Menu

#107 nestedExpr is splitting on QuotedString by default

v1.0 (example)
closed-works-for-me
None
5
2018-07-14
2018-03-10
clime
No

Hello,

nestedExpr is splitting on a QuotedString by default. I believe that shouldn't be the case.

When ignoreExpris set to None, splitting on quotes does not occur but then expression is split on whitepsaces inside quotes, which is actually not desired in my case.

from pyparsing import nestedExpr
expr = nestedExpr('{{{', '}}}')
expr.parseString('{{{ a="a b" }}}')
([(['a=', '"a b"'], {})], {})

To workaround my problem, I need go through the list of parsed tokens and reconnect two neighbouring elements if one ends with '=' and the second starts with a quote.

Discussion

  • clime

    clime - 2018-03-10

    I think this should be fixed but if there is other way around, please tell.

     
  • Paul McGuire

    Paul McGuire - 2018-03-31

    nestedExpr is provided in pyparsing as a shortcut for more complex expressions that support nesting on opening and closing grouping strings. But as a shortcut, it does not really do much meaningful with the contents within the groups.
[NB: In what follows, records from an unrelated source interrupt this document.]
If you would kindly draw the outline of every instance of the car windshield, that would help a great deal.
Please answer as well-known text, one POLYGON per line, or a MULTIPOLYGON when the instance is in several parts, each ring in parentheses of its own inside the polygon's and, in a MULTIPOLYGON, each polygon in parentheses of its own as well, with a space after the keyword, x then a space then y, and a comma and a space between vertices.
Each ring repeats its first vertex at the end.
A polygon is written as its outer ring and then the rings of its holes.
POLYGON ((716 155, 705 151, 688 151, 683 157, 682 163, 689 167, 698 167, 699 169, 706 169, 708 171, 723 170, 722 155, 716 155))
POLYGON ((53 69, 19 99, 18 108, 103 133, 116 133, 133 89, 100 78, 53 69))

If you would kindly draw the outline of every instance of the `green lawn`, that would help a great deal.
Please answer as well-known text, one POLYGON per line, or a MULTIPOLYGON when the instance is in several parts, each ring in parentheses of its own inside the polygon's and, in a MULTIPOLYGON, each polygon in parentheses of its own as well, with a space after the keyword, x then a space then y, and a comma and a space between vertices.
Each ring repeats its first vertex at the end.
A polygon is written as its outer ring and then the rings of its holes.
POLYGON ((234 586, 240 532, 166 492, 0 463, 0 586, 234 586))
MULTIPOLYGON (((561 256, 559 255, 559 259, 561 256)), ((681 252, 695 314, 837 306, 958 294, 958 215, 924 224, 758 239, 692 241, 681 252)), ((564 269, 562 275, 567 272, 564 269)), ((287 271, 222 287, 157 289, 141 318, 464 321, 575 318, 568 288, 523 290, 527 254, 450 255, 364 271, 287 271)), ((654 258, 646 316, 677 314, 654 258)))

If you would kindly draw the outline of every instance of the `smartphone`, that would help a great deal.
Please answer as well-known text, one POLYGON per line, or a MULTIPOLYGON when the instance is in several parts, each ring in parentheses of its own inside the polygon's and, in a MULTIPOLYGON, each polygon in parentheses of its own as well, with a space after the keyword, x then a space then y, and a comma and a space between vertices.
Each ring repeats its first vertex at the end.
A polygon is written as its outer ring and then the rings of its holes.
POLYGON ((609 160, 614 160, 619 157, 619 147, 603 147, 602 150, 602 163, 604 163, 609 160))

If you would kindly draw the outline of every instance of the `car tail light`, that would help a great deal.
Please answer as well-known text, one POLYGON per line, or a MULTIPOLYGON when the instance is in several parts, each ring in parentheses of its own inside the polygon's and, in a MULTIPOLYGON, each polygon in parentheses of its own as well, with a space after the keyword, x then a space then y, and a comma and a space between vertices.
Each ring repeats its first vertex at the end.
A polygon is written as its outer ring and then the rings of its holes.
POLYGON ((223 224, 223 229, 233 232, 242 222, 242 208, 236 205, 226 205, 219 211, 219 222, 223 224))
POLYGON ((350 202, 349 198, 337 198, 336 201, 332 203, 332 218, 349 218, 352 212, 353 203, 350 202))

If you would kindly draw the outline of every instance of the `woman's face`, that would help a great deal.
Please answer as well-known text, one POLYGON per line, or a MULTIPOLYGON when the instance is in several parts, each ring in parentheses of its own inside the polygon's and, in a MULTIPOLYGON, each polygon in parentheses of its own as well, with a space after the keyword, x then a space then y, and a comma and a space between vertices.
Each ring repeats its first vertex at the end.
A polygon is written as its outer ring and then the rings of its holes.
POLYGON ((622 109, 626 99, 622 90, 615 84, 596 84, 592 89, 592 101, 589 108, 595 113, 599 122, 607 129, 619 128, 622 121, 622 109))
So the question is, what should nestedExpr make of the strings that are inside the nested groups?

    By default, nestedExpr will look for space-delimited words of printables, so that

    (a b c (dd ee) ff)
    

    will parse into

    ['a', 'b', 'c', ['dd', 'ee'], 'ff']
    

    (if you call asList() on the ParseResults object that comes back from parseString()).

    It then raises the question, "what if I use a quoted string to represent a nested item that contains a space?", as in:

    (a "b c" (dd ee) ff)
    

    Returning

    ['a', '"b', 'c"', ['dd', 'ee'], 'ff']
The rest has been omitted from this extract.